Felicità interna lorda, cos’è e come si misura

Felicità interna lorda, cos’è e come si misura

Buon Anno a te e a tutti i tuoi cari ! Spesso mi chiedo perchè nessuno abbia mai pensato (o voluto) scrivere un giornale o fare un TG solo di buone notizie, ma ogni volta capisco che per i nostri governanti è molto meglio creare paura e terrore piuttosto che serenità : sembra un controsenso, ma non lo è affatto (un giorno ne parleremo). Quello che però voglio fare io oggi, scrivendo il primo post del 2015 è scrivere un articolo in parte ironico, ma anche motivazionale. Quello che voglio fare è infatti parlare della felicità interna lorda o FIL (concetto conosciuto anche come gross national happiness – GNH), un parametro che serve a definire uno standard di vita sulla falsariga del più conosciuto PIL, prodotto interno lordo.

Felicità interna lorda : come si calcola

Felicità interna lordaIl calcolo della felicità interna lorda non è una mia invenzione e lo dimostra il Bhutan, un piccolo stato montuoso dell’Asia che già da 4 anni adotta questo parametro come indicatore per calcolare il benessere della popolazione. I criteri presi in considerazione sono la qualità dell’aria, la salute dei cittadini, l’istruzione e la ricchezza dei rapporti sociali, molto meglio di tutto quanto viene utilizzato per il calcolo del PIL. Secondo alcuni dati questo paese è uno dei più poveri dell’Asia, con un PIL pro capite di 2088 dollari (dati del 2010). Tuttavia, secondo un sondaggio, è anche la nazione più felice del continente e l’ottava del mondo. L’idea degli inventori di questo indice è quella di migliorare l’istruzione, la protezione dell’ecosistema e a permettere lo sviluppo delle comunità locali.
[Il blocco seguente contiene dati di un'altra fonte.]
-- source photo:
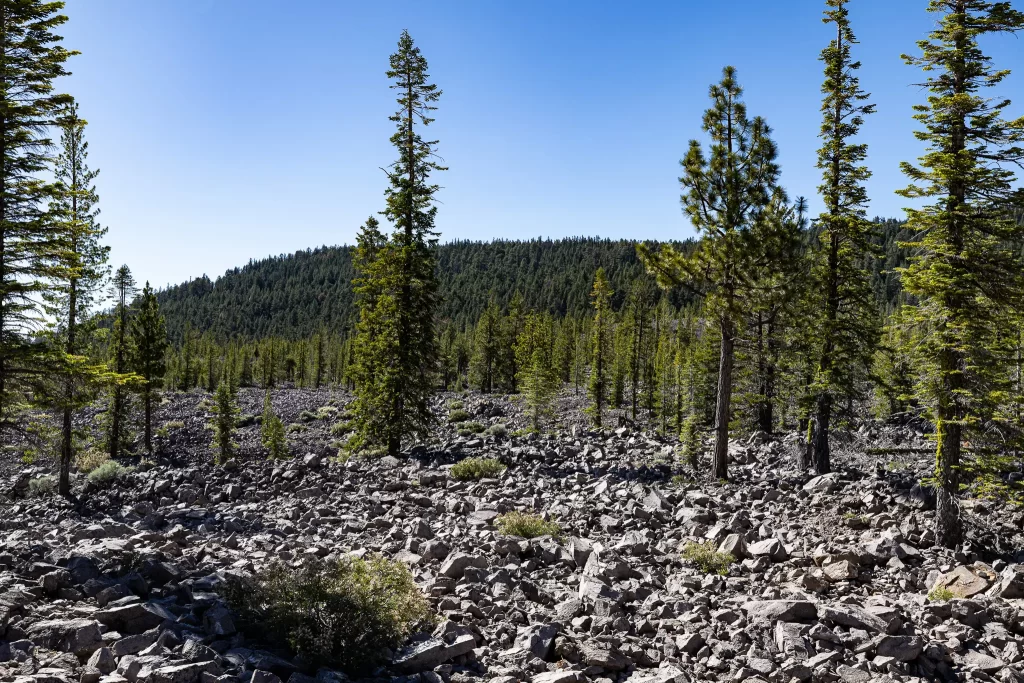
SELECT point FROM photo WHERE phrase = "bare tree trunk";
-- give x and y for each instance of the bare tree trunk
(723, 409)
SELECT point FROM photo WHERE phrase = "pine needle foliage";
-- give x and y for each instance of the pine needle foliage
(846, 311)
(31, 247)
(965, 271)
(724, 195)
(396, 350)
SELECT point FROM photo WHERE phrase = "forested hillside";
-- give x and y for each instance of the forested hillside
(293, 296)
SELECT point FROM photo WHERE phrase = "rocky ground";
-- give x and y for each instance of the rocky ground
(832, 582)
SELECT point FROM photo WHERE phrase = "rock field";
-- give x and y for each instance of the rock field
(832, 581)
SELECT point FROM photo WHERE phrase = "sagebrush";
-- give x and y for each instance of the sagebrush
(345, 613)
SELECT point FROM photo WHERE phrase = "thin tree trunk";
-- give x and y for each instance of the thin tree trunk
(723, 408)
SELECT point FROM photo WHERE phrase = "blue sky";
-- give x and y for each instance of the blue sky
(235, 129)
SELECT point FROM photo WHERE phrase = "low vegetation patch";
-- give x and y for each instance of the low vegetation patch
(87, 461)
(108, 473)
(526, 525)
(941, 594)
(476, 468)
(345, 614)
(41, 486)
(706, 557)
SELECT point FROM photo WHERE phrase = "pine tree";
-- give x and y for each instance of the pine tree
(392, 397)
(724, 196)
(538, 376)
(272, 431)
(148, 333)
(601, 346)
(847, 328)
(965, 270)
(123, 291)
(225, 419)
(30, 240)
(71, 300)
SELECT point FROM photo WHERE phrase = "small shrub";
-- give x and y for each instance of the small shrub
(707, 558)
(941, 594)
(108, 473)
(41, 486)
(327, 413)
(526, 525)
(89, 460)
(472, 427)
(344, 614)
(476, 468)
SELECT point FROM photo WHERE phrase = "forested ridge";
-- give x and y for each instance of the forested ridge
(293, 296)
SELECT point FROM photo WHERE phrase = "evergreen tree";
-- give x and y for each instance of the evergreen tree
(601, 346)
(847, 322)
(538, 375)
(272, 431)
(392, 397)
(148, 332)
(724, 195)
(965, 270)
(123, 291)
(32, 252)
(225, 419)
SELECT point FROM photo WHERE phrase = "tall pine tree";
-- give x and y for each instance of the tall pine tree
(965, 270)
(724, 196)
(31, 59)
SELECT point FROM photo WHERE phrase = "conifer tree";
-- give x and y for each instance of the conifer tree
(148, 333)
(225, 419)
(31, 253)
(392, 398)
(272, 431)
(724, 196)
(538, 375)
(72, 298)
(965, 270)
(123, 291)
(601, 346)
(847, 329)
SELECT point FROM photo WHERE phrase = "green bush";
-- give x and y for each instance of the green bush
(472, 427)
(43, 485)
(941, 594)
(476, 468)
(345, 614)
(108, 473)
(327, 413)
(706, 557)
(526, 525)
(89, 460)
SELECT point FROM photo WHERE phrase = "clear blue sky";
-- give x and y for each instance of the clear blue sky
(233, 129)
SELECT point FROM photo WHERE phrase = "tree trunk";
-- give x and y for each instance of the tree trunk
(948, 526)
(723, 408)
(820, 452)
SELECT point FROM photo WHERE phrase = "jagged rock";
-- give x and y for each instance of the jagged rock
(780, 610)
(78, 636)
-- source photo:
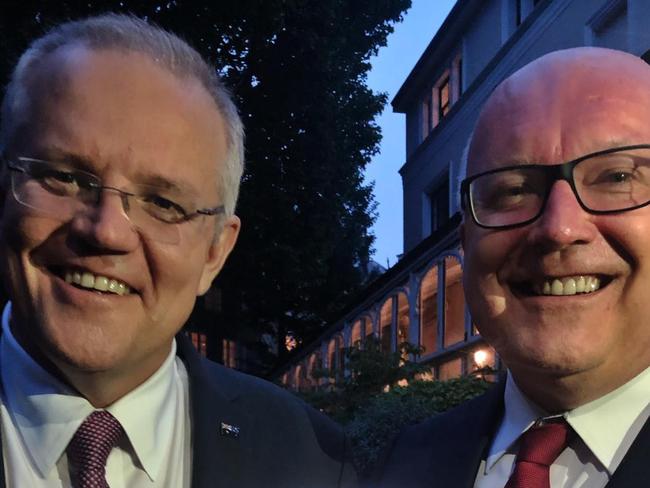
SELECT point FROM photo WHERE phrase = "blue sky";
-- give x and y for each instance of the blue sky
(390, 68)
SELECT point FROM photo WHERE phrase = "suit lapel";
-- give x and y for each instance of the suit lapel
(633, 470)
(217, 451)
(456, 457)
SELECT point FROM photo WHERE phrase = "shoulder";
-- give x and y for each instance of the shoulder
(442, 439)
(284, 411)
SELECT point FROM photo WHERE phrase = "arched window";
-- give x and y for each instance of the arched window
(454, 303)
(429, 311)
(385, 324)
(355, 333)
(331, 355)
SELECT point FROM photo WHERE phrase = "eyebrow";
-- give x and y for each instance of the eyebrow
(83, 163)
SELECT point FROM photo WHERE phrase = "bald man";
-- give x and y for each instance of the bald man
(556, 235)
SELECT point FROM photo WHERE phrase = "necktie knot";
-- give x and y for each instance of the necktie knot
(89, 449)
(539, 447)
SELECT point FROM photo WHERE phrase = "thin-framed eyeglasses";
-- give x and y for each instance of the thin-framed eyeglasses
(56, 189)
(604, 182)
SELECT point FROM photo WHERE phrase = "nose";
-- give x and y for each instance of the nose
(106, 225)
(563, 222)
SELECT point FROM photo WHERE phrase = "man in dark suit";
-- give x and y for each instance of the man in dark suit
(122, 155)
(557, 272)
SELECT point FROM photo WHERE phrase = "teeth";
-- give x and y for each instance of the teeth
(571, 285)
(96, 282)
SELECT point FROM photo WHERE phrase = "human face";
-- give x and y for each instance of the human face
(128, 121)
(561, 107)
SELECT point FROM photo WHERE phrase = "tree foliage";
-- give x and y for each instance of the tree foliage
(372, 405)
(298, 71)
(376, 423)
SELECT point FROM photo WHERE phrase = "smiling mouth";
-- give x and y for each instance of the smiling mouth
(564, 286)
(89, 281)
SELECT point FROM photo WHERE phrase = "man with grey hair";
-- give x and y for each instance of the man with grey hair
(122, 155)
(557, 273)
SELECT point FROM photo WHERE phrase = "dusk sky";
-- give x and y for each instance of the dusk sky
(389, 70)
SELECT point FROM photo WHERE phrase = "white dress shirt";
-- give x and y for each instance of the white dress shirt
(39, 415)
(606, 429)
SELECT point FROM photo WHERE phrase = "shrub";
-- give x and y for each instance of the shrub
(376, 423)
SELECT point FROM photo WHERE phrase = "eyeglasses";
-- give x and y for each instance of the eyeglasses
(55, 189)
(604, 182)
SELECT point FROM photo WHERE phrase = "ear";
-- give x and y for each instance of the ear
(218, 252)
(461, 230)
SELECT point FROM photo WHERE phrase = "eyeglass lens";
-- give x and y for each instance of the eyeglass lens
(51, 197)
(609, 182)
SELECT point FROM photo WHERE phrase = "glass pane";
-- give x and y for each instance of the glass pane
(454, 303)
(429, 311)
(386, 317)
(450, 369)
(402, 319)
(355, 338)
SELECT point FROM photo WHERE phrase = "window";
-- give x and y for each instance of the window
(444, 100)
(438, 100)
(454, 303)
(331, 356)
(355, 336)
(429, 311)
(200, 342)
(439, 203)
(229, 353)
(427, 116)
(385, 323)
(402, 320)
(450, 369)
Sarebbe davvero fantastico (e molto utile) se ogni stato, oltre a calcolare il suo PIL, mirasse davvero al benessere dei cittadini, applicando e calcolando l’indicatore di felicità interna lorda; tutto questo perché, come accade per il Bhutan nel campo del benessere dei cittadini, anche un piccolo paese può essere uno dei migliori del mondo.

A differenza del Genuine Progress Indicator, un altro indicatore che cerca effettivamente di misurare il benessere, la felicità interna lorda non è un tentativo di quantificare la felicità. Le due misure concordano, tuttavia, sul fatto che il benessere è più importante dei consumi.

La FIL si basa su una serie di valutazioni soggettive sui valori morali, il che significa che è aperta a chiunque sia in grado di definire un quadro di riferimento (ossia solitamente i governi) coerente con i propri interessi. Un esempio concreto è dato dal già citato Bhutan, che in passato ha espulso circa 100.000 cittadini di origine nepalese, sostenendo che non fossero dei “veri” bhutanesi. Questa operazione avrebbe avuto un effetto negativo sul PIL, ma non sul FIL, cioè sulla felicità interna lorda.

A conferma di quanto sopra scritto, mi piace raccontare che nel giugno del 2005 si è svolta in Nuova Scozia (Canada) una conferenza internazionale sulla felicità interna lorda e che in Italia esiste l’Associazione culturale isola etica che organizza giornate dedicate alla FIL, all’interno del FIL Festival, che si tiene a fine luglio nelle piazze principali dei borghi di Poggio e Marciana Marina all’isola d’Elba.

Insomma … sarebbe bello se al TG delle 20, quello che ognuno di noi preferisce guardare, venissero trasmesse solo belle notizie (perchè ce ne sono, per fortuna), ma pare che tutto ciò non sarebbe “utile” alla causa di chi governa che, al contrario, ha bisogno di tenere alta la tensione e si “nutre” delle preoccupazioni dei cittadini; oggi, però, ne abbiamo imparata una nuova : sappiamo che è possibile misurare il FIL, cioè la felicità interna lorda di un paese e se ne cominciamo a parlare con i nostri amici ed insieme a loro facciamo passaparola, non è detto che prima o poi qualcosa del genere possa essere misurato e tenuto sotto controllo anche qui. Namastè.